Ceci dit, il est important de constater que l’année judiciaire 2024 s’annonce électrique. L’année 2023, elle, a déjà mis la table pour que cette 2024 soit particulièrement fournie en actualité politico-judiciaire. Simple hasard de calendrier ou coïncidence de faits, les dossiers en cours viennent démontrer, s’il le fallait, que la classe politique traîne toujours de lourds boulets. Les chiffres parlent d’ailleurs d’eux-mêmes : pas moins de 27 députés de différentes couleurs politiques sont poursuivis dans des affaires en rapport avec Al Fassad. Les mis en cause sont de tous les partis, sans exception (ou presque).
Certains sont déjà condamnés, alors que d’autres sont poursuivis et en détention préventive. L’affaire dite ‘‘Escobar du désert’’ a vu 25 personnes être déférées devant ce Parquet, dont certaines sont des parlementaires, d’autres sont en charge de la gestion de collectivités territoriales ou encore des fonctionnaires chargés de l’application de la loi, ce qui est le comble.
De là découle la question de savoir quel impact ces affaires peuvent avoir sur les organisations politiques et les partis en particulier, car leur responsabilité est clairement mise en cause. En effet, l’inaction et la sur-tolérance encouragent souvent certains à intégrer la chose politique, alors que l’intransigeance devrait être de mise face à toute personne entourée de soupçons. Ils ont sans aucun doute le devoir également d’enquêter sur les militants, leur réputation et leurs activités. De nouveau, beaucoup de choses sont à revoir à ce niveau aujourd’hui.

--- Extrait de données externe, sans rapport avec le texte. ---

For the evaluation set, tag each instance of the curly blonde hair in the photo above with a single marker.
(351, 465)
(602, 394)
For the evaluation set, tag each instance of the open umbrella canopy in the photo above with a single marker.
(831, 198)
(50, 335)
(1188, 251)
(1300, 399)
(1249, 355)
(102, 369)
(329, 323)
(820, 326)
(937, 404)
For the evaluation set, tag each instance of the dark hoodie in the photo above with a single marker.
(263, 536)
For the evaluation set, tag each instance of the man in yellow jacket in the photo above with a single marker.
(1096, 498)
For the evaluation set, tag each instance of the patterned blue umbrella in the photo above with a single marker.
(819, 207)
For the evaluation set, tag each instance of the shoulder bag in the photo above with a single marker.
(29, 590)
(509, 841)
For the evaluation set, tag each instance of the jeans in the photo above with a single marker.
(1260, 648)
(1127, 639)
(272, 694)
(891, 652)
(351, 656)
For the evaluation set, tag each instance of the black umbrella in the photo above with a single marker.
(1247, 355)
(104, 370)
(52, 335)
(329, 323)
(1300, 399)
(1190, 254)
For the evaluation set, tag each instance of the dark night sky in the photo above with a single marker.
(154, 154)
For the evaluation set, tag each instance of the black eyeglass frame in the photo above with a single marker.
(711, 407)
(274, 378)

L’année judiciaire 2024 est celle également d’un Maroc fraîchement élu président du Conseil des Droit de l’Homme des Nations Unies, d’où l’essentiel est de savoir quels effets aura cette distinction sur les droits et les libertés publiques dans un pays où un certain nombre de dossier en rapport avec les droits de l’homme posent toujours problèmes. Pour beaucoup, il est fondamental pour les juges de comprendre, voire concevoir, que les arrêts et décisions de justice sont devenus un véritable mécanisme d’interaction internationale.
Pour sa part, le Procureur Général du Roi près la Cour de Cassation, El Hassan Daki ne cesse d’affirmer que ‘‘le ministère public veille à travers les missions qu’il exerce au niveau de la mise en œuvre de la politique pénale, à faire de la question des garanties du procès équitable une des priorités de la politique pénale, surtout en ce qui concerne la rationalisation de l’utilisation des mécanismes juridiques restrictifs des libertés, le respect de la dignité humaine et la consécration des droits de la défense en tant que droit constitutionnel et juridique aussi bien des accusés que des victimes’’.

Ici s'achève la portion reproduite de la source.